Introduction
Confidence intervals expands the concept of a point estimation by giving a margin of error such that one can be confident that a certain percentage of the time the true parameter falls within that interval.
In this lab, we will look at confidence intervals for a mean. This lab focuses on a certain method of confidence intervals that depends on the distribution of sample means being Normal. We will show how the violation of this assumption impacts the probability that the true parameter falls within the interval.
Methods
The observed level of confidence tells us the proportion of times the true mean falls within a confidence interval. To show how the violation of the Normality assumption affects this, we will sample from both a Normal distribution, T distribution, and exponential distribution with different sample sizes.
The normal and T distributions are sampled with a mean of 5 and a standard deviation of 2. The exponential deviation is sampled with a lambda of 2 or mean of 0.5.
From the samples, we obtain the mean and the upper/lower bounds of the confidence interval. This is performed 100,000 times. That way we obtain a distribution of these statistics.
We know that a confidence interval is valid, if the lower bound is no more than the true mean and the upper bound is no less than the true mean. From this definition, we can compute a proportion of observed confidence from the simulations
Visualizations
From the distributions of statistics, we can create visualizations to support the understanding of confidence intervals.
The first one is a scatterplot of lower bounds vs upper bounds. This plot demonstrates the valid confidence intervals in blue and the invalid ones in red. It demonstrates how confidence intervals that are invalid are not located inside the box.
The second visualization is a histogram of all the sample means collected. The sample means that didn’t belong to a valid confidence interval are shaded in red. This graphic helps demonstrate the type I errors on both sides of the distribution.
In this lab, we’re interested in seeing how our observed level of confidence differs from our theoretical level of confidence (95%) when different sample sizes and distributions are applied.
Results
We can see from the table section in the Appendix that sampling from a Normal or t distribution does not adversely affect our observed level of confidence. The observed level of confidence varies slightly from the theoretical level of confidence of 0.95.
When sampling from the exponential distribution, however, the observed level of confidence highly depends upon the sample size.

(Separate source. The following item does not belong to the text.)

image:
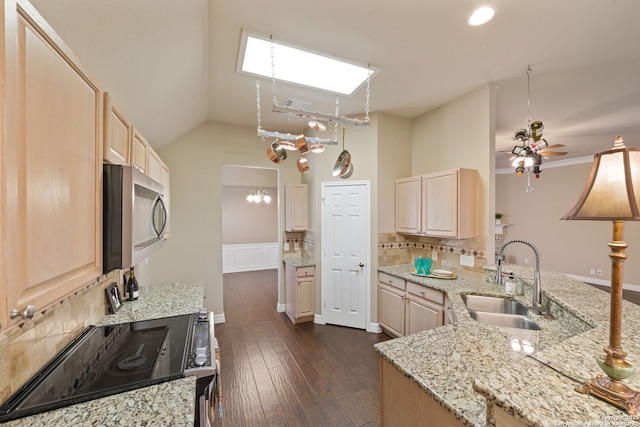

Looking at Table III, we can see that for a sample size of 10, the observed level of confidence is at a meager 90%. This is 5% off from our theoretical level of confidence. This shows how the normality assumption is vital to the precision of our estimate.
This comes from the fact that using this type of confidence interval on a mean from a non-normal distribution requires a large sample size for the central limit theorem to take affect.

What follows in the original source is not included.